No studies explicitly reported intervention effects on morbidities related to PHPT, such as osteoporosis, osteopenia, kidney dysfunction, urolithiasis, cognitive dysfunction or cardiovascular disease, although some studies reported surrogate outcomes for osteoporosis and cardiovascular disease. A post-hoc analysis revealed that parathyroidectomy, compared to observation or medical therapy, may have little or no effect after one to two years on bone mineral density (BMD) at the lumbar spine (mean difference (MD) 0.03 g/cm2,95% CI −0.05 to 0.12; 5 studies, 287 participants; very low certainty). Similarly, compared to observation, parathyroidectomy may have little or no effect on femoral neck BMD after one to two years (MD −0.01 g/cm2, 95% CI −0.13 to 0.11; 3 studies, 216 participants; very low certainty). However, the evidence is very uncertain for both BMD outcomes. Furthermore, the evidence is very uncertain about the effect of parathyroidectomy on improving left ventricular ejection fraction (MD −2.38%, 95% CI −4.77 to 0.01; 3 studies, 121 participants; very low certainty).
Four studies reported serious adverse events. Three of these reported zero events in both the intervention and control groups; consequently, we were unable to include data from these three studies in the pooled analysis. The evidence suggests that parathyroidectomy compared to observation may have little or no effect on serious adverse events (RR 3.35, 95% CI 0.14 to 78.60; 4 studies, 168 participants; low certainty).

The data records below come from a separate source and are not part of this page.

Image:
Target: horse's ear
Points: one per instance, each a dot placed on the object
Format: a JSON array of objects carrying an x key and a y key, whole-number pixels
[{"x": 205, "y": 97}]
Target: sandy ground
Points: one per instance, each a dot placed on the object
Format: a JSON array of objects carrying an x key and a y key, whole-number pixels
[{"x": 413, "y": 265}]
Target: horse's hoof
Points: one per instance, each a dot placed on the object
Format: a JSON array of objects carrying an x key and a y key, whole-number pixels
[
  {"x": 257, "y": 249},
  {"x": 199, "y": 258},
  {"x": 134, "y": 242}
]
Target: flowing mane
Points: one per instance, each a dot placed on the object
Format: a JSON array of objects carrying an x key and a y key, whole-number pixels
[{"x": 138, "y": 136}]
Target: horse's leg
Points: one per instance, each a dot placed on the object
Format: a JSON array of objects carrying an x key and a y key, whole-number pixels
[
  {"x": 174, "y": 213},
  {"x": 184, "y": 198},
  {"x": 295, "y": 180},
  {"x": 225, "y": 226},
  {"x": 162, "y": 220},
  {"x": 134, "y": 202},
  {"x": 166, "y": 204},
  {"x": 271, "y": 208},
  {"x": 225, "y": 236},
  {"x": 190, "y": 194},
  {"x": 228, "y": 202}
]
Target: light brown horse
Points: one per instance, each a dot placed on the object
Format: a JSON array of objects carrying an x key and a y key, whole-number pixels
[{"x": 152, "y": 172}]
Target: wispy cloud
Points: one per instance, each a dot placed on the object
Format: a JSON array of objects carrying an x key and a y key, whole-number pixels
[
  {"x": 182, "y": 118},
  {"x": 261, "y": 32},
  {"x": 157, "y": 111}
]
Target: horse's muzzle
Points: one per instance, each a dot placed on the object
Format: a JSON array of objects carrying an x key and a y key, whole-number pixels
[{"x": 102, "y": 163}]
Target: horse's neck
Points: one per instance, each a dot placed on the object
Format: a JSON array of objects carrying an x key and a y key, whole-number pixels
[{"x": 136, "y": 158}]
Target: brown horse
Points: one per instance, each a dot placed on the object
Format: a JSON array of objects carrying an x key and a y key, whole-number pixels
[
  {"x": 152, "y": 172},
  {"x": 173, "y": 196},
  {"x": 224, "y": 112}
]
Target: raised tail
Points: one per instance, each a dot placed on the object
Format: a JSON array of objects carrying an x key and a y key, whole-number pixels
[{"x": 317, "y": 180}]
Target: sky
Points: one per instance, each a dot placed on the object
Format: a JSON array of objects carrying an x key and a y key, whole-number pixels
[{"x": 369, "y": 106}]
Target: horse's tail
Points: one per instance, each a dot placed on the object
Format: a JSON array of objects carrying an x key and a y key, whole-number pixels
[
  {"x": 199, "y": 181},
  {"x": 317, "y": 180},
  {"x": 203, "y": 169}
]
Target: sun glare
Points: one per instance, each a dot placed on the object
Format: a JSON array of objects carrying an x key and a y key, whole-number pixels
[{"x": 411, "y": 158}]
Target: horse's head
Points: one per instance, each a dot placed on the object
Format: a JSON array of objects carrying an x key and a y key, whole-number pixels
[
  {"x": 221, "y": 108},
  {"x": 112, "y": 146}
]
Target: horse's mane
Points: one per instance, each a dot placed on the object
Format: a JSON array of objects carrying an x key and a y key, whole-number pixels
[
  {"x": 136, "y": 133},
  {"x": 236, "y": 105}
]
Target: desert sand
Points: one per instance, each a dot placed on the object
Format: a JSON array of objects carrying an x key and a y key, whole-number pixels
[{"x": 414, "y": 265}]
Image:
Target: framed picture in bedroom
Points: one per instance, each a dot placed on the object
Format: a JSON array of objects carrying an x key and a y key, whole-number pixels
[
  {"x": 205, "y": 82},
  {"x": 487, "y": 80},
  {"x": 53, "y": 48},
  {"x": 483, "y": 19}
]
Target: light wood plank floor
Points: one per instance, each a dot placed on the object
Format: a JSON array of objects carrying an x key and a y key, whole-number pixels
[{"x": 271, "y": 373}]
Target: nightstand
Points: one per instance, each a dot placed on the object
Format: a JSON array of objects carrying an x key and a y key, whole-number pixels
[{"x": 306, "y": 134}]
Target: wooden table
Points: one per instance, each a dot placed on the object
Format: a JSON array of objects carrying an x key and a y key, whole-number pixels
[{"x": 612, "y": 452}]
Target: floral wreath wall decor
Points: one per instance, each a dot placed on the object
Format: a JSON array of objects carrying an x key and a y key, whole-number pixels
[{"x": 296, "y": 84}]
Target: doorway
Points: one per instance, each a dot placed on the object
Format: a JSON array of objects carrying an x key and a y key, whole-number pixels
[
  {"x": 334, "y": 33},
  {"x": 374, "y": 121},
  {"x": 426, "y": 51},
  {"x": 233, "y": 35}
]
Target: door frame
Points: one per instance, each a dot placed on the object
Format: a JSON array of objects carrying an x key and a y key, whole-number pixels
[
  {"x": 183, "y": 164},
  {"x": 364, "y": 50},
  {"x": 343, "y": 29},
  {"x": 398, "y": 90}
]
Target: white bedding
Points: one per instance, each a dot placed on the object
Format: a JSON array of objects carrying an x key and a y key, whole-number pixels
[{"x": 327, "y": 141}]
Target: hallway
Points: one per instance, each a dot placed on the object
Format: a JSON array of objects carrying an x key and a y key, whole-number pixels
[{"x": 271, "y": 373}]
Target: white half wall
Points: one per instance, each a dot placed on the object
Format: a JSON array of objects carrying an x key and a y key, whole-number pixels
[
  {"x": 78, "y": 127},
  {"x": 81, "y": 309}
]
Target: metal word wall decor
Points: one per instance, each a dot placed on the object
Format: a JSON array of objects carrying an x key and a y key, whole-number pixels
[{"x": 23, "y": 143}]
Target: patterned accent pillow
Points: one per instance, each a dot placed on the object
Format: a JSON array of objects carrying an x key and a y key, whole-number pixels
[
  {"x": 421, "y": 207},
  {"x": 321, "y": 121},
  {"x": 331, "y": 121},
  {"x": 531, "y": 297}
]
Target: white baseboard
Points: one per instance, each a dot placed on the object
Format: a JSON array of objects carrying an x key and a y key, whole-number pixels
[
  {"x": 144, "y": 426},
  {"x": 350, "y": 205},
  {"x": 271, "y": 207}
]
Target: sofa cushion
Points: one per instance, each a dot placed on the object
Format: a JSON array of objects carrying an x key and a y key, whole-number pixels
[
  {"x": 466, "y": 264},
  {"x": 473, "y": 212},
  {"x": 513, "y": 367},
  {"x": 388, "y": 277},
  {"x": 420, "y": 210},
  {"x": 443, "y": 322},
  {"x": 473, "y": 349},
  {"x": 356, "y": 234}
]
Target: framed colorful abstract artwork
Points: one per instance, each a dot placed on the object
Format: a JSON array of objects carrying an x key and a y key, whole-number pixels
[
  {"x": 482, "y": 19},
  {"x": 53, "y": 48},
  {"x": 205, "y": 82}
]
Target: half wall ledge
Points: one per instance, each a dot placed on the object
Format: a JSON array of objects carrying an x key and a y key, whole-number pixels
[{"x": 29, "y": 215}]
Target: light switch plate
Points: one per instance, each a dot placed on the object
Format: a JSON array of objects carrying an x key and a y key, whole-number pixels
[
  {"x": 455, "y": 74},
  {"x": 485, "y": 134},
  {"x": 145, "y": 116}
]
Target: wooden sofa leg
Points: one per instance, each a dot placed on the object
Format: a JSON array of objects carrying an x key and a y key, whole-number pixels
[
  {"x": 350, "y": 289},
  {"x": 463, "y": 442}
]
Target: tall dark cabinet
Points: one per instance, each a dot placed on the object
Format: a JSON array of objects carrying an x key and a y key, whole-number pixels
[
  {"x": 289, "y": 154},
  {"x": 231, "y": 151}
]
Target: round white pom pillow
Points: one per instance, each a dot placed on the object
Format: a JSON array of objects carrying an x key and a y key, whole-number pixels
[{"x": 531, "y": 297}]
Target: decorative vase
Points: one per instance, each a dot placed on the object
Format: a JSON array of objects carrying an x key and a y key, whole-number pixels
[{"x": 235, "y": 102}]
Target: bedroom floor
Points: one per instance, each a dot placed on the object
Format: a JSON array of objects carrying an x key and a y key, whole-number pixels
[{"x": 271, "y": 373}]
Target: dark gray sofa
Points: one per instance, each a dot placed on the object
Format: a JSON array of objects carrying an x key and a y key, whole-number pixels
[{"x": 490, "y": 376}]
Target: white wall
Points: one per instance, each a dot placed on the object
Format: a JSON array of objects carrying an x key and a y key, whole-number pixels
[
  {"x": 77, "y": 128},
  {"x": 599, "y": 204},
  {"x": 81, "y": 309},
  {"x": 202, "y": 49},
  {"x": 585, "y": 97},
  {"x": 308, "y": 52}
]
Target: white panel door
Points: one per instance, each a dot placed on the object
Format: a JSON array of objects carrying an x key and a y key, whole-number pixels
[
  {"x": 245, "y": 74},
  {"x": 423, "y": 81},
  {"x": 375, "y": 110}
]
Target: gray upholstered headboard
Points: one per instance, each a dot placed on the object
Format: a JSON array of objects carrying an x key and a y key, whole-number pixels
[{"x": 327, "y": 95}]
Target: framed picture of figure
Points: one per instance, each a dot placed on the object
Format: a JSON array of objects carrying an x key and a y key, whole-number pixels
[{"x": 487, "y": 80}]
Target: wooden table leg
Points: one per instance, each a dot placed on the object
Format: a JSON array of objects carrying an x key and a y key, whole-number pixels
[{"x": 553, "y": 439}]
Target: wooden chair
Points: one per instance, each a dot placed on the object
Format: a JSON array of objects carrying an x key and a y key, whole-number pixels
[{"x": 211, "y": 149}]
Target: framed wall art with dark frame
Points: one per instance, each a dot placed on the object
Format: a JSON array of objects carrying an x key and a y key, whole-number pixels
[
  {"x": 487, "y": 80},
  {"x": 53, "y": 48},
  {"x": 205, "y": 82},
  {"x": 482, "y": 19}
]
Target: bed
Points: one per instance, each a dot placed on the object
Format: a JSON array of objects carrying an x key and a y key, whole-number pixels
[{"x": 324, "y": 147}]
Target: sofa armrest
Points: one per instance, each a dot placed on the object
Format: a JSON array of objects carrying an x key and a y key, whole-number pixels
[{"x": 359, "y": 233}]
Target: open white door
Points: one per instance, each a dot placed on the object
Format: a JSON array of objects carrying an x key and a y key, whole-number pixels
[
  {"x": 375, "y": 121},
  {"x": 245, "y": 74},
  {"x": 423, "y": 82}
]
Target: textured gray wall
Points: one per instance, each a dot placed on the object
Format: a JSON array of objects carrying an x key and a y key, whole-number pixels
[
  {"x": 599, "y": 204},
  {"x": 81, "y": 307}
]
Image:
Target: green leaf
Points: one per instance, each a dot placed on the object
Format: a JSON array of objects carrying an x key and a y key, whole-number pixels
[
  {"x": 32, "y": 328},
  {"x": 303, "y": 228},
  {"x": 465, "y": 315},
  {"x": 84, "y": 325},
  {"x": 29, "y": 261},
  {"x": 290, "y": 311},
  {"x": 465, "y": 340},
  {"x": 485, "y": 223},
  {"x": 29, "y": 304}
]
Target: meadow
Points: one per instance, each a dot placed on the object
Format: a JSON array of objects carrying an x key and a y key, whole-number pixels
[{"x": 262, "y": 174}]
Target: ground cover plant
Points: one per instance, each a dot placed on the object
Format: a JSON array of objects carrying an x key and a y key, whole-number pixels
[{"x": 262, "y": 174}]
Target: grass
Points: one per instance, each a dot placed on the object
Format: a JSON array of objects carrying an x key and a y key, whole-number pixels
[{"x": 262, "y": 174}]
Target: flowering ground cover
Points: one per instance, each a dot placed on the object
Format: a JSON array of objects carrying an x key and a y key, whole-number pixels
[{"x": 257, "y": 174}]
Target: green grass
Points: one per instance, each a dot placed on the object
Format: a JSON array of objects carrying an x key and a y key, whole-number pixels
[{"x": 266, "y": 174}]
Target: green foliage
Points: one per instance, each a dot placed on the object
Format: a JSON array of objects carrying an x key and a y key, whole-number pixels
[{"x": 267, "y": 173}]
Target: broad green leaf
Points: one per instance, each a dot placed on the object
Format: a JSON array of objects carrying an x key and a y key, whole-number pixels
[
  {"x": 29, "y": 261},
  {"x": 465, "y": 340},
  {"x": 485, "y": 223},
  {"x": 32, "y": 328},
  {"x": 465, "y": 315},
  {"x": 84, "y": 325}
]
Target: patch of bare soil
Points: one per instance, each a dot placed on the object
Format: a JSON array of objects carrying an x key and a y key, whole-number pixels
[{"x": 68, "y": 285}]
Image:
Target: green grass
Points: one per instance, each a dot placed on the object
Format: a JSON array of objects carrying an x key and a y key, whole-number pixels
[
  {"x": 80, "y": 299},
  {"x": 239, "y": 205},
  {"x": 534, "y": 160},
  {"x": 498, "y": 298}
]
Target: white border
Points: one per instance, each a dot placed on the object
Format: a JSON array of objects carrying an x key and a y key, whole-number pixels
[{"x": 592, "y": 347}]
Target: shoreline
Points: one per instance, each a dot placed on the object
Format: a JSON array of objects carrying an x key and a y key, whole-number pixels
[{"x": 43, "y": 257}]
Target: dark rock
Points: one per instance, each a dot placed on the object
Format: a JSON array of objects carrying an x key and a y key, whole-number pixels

Only two studies reported all-cause mortality. One study could not be included in the pooled analysis as zero events were observed in both the intervention and control groups. Parathyroidectomy compared to observation may have little or no effect on all-cause mortality, but the evidence is very uncertain (RR 2.11, 95% CI 0.20 to 22.60; 2 studies, 133 participants; very low certainty).
Three studies measured health-related quality of life using the 36-Item Short Form Health Survey (SF-36) and reported inconsistent differences in scores for different domains of the questionnaire between parathyroidectomy and observation.
Six studies reported hospitalisations for the correction of hypercalcaemia. Two studies reported zero events in both the intervention and control groups and could not be included in the pooled analysis. Parathyroidectomy, compared to observation, may have little or no effect on hospitalisation for hypercalcaemia (RR 0.91, 95% CI 0.20 to 4.25; 6 studies, 287 participants; low certainty). There were no reported hospitalisations for renal impairment or pancreatitis.